Recapitulando o que escrevi: o anteprojeto é dirigista e levará a universidade, pública e privada, à tutela do
governo e de movimentos sociais. As
universidades terão de estar voltadas "especificamente" para o desenvolvimento regional, segundo os interesses nacionais definidos pelo governo. Serão criados conselhos comunitários sociais, compostos "majoritariamente" por pessoas externas
às universidades, ligadas a entidades
de fomento, de classe, sindicais e da
sociedade civil. A esses conselhos,
caberá "examinar" o cumprimento
das regras estabelecidas pelo anteprojeto, e seus relatórios deverão ser
levados "obrigatoriamente" em conta pelo MEC. Isso atenta contra o espírito livre que deve reger a ciência.

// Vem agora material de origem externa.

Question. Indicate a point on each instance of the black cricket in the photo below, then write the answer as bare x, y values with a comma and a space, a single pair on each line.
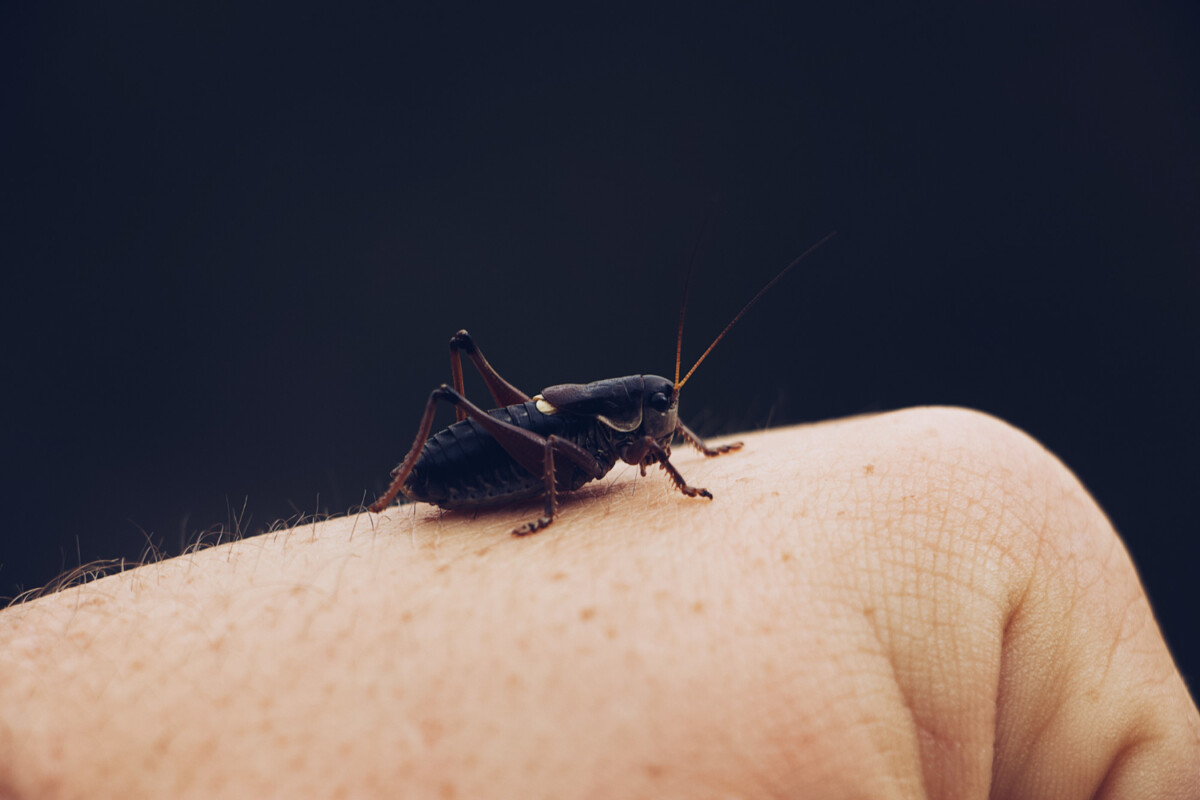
550, 443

O ministro disse que os artigos primeiro, terceiro e quarto da Constituição respaldam o anteprojeto. Em nenhuma hipótese. A Constituição tem
um capítulo exclusivo dedicado à educação e outro à ciência. Os artigos que
o ministro cita não se referem àqueles
capítulos, mas ao que se intitula "dos
princípios fundamentais", que trata da
definição do que seja a República Federativa do Brasil e de seus valores.
São aqueles que estabelecem a união
indissolúvel entre estados e municípios, formando um estado democrático de direito, com princípios como a
dignidade da pessoa humana, pluralismo político, livre iniciativa.
Ora, é absolutamente abusivo extrair desses princípios gerais relativos à nossa República qualquer regra específica para toda e qualquer
atividade humana no Brasil, especialmente a educação, a quem os constituintes dedicaram um capítulo à
parte. A partir dos incisos segundo e
terceiro do artigo terceiro (são objetivos da República garantir o desenvolvimento nacional e combater a
desigualdade regional) não se pode,
de maneira nenhuma, decretar que
as universidades públicas e privadas
devam estar voltadas "especificamente" para o desenvolvimento regional, segundo interesses nacionais,
determinados pelo governo. Isso
atenta contra a liberdade acadêmica
e contraria o espírito livre que rege a
busca do conhecimento, que estão
garantidos pela Constituição.
Se o ministro estivesse certo, as
liberdades de expressão, de informação, de criação estariam também limitadas pelos interesses nacionais, e não estão. Um artista pode fazer o filme que desejar, sem se
preocupar com mais nada senão
com o seu compromisso de fazer
arte. Um cientista deve, como estabelece a Lei de Diretrizes e Base da
Educação, estudar todos os problemas do "mundo" e não apenas
aqueles que o governo do momento considerar prioritários.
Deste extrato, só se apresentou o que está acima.